All of the drawn out, push-and-pull of pre-production would leave the filmmaker burnt out by the time the elements came together. It was reviewing what he had assembled that recharged his enthusiasm for the project, powering him through the year it would take to actually make the film, which was still in the process of being completed days before its premiere. “It’s just me and my editor trying to get everything licensed and finished,” he says, describing the exhausting process of applying the final touches. Indeed, even compiling all of the people to thank is an arduous task in the realm documentary film. “You look at Kevin Burns' recent documentary on the Roosevelts, and there's twenty minutes of credits,” Lauro jokes.
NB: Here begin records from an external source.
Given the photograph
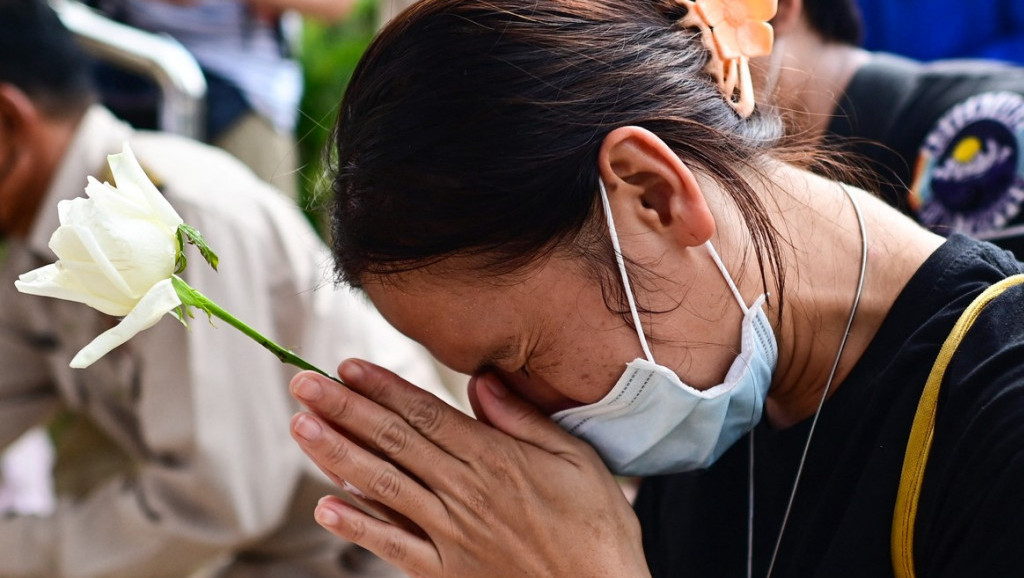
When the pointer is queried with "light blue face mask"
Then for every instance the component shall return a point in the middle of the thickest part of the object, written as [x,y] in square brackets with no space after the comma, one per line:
[651,422]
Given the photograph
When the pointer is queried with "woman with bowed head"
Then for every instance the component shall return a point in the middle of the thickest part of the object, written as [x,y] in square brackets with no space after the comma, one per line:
[580,204]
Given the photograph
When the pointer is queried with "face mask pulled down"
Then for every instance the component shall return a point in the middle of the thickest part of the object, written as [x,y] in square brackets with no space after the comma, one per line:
[651,422]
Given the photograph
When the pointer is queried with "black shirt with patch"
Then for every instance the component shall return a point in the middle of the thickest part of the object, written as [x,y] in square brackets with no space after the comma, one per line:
[968,116]
[971,517]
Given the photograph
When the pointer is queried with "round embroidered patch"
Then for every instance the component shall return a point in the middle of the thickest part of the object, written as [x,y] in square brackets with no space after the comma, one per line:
[970,173]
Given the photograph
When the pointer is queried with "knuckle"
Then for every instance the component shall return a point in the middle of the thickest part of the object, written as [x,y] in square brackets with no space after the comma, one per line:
[386,484]
[393,548]
[425,416]
[336,453]
[390,437]
[340,408]
[356,531]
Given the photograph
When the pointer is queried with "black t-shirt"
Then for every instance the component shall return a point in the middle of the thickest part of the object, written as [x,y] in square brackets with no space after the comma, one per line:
[945,138]
[971,517]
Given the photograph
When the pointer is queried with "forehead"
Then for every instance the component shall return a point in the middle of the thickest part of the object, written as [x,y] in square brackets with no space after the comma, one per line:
[469,321]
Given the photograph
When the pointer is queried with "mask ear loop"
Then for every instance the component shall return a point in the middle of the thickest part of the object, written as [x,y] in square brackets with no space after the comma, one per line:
[622,271]
[725,274]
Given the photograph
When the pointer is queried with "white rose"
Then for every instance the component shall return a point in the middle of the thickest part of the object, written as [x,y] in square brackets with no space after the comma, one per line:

Now, after fifteen long years, Lauro’s passion project has been realized. When he reflects on The Big Beat, he admits that the thing that surprised him the most during the film’s journey was how different Fats Domino and Dave Bartholomew proved to be, describing the as a volatile mixture of different personalities. “They are two men that are just two completely different beings. But they shared the drive to do the best they could with their music and create and respected one another’s contributions.” Both attended the film’s premiere Thursday, and it will be their opinion of The Big Beat that Lauro most values. "I don't care if 99% of the audience boos the film,” he told me, “as long as I please Fats and Dave and their families."